Now try running with Flux:

flux run python3 job.py
flux submit python3 job.py 
ƒVL9T1RZ

And get the logs:

flux job attach $(flux job last)
👋️ Sent 'Hello World!'

And that should be enough to get you started with your (much cooler) workflows. Have fun!

3. Clean up

Make sure to stop and remove containers!

docker compose stop
docker compose rm

Developer

Changes for Compose

You might want to use the setup here as an example of how to configure a cluster, and while some of it is OK, this is an overly simplified version and you should generally consult the Flux docs admin guide. However, there are some tweaks we do here just for docker-compose you should know about!

  1. We need to tell the broker.toml to load the noverify plugin under the resource directive. The reason we have to do this is because docker compose provides hostnames as the container identifiers, and Flux checks this against the resources defined.

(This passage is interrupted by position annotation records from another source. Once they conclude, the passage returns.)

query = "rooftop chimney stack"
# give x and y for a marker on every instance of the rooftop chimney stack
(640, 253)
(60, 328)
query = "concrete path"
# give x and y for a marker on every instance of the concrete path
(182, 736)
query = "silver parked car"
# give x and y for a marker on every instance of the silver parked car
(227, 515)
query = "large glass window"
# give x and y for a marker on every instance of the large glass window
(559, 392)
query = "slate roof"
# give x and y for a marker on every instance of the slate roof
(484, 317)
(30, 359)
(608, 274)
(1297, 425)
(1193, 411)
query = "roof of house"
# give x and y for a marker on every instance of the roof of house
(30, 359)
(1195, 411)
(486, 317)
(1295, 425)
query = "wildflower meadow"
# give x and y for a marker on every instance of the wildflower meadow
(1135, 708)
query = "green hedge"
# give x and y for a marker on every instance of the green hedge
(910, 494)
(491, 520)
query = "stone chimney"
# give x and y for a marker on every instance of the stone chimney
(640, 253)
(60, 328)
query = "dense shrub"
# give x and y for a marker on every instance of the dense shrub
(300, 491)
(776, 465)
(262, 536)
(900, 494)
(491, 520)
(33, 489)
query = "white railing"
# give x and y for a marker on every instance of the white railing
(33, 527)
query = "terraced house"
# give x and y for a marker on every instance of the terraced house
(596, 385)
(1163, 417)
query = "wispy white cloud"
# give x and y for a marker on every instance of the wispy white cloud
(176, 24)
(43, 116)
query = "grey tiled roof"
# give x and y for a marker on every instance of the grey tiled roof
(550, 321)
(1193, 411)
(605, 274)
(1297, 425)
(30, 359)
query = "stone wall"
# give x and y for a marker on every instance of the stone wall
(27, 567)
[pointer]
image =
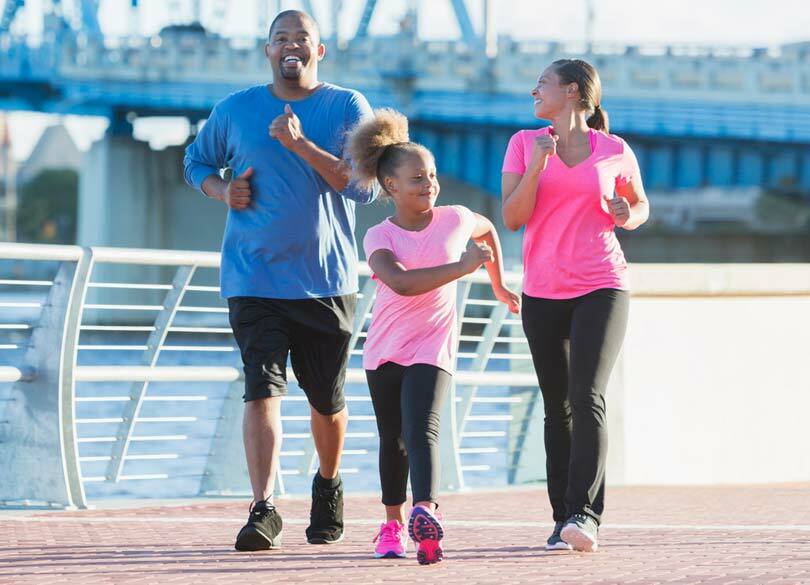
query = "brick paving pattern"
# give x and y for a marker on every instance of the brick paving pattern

By adding noverify we skip this check. checks this against the resources defined. By adding noverify we skip this check.
  2. We derive and export FLUX_FAKE_HOSTNAME to coincide with the name provided by docker so the hosts register.

This is a fairly new setup, so please let us know if you run into issues.

Customization

You generally will want to install your software of choice into the Dockerfile, add any additional services needed, and then shell inside to interact with Flux and test your scripts! If you need to add volumes, that can work too.

1. Changing workers

To change the number of workers, since assets need to be built that require sudo (during build) we require setting workers. You can change this in the header of the docker-compose.yml

# Shared number of replicas (workers) for build and runtime
# This does not include the broker
x-shared-workers
  &workers
  replicas: 3

Note that we used "deploy -> replicas" to scale the workers. This means we currently don't have nice control of hostname, so it defaults to "directory-container" which is basic-node-<number>. docker-compose is a monster and starts counting at 1, so generally basic-node-1 is the broker, and basic-node-N is in reference to a worker.

2. Changing directory location

Docker compose derives the hostname from the directory, so if you move the directory you'll need to tweak a few places:

  1. The flux R encode command in the Dockerfile
  2. The reference to hosts in the broker.toml
  3. The reference for the mainHost (that populates the entrypoint) in the docker-compose.yml

It also doesn't hurt to do a grep for "basic" if you think you missed one!

Development Notes

Logs

The rabbit logs are currently set to write in the container, as we cannot surprise the user to write to their filesystem. Note that you can add volumes if you want to save them locally, and it's recommended to write to the local directory and not a system volume.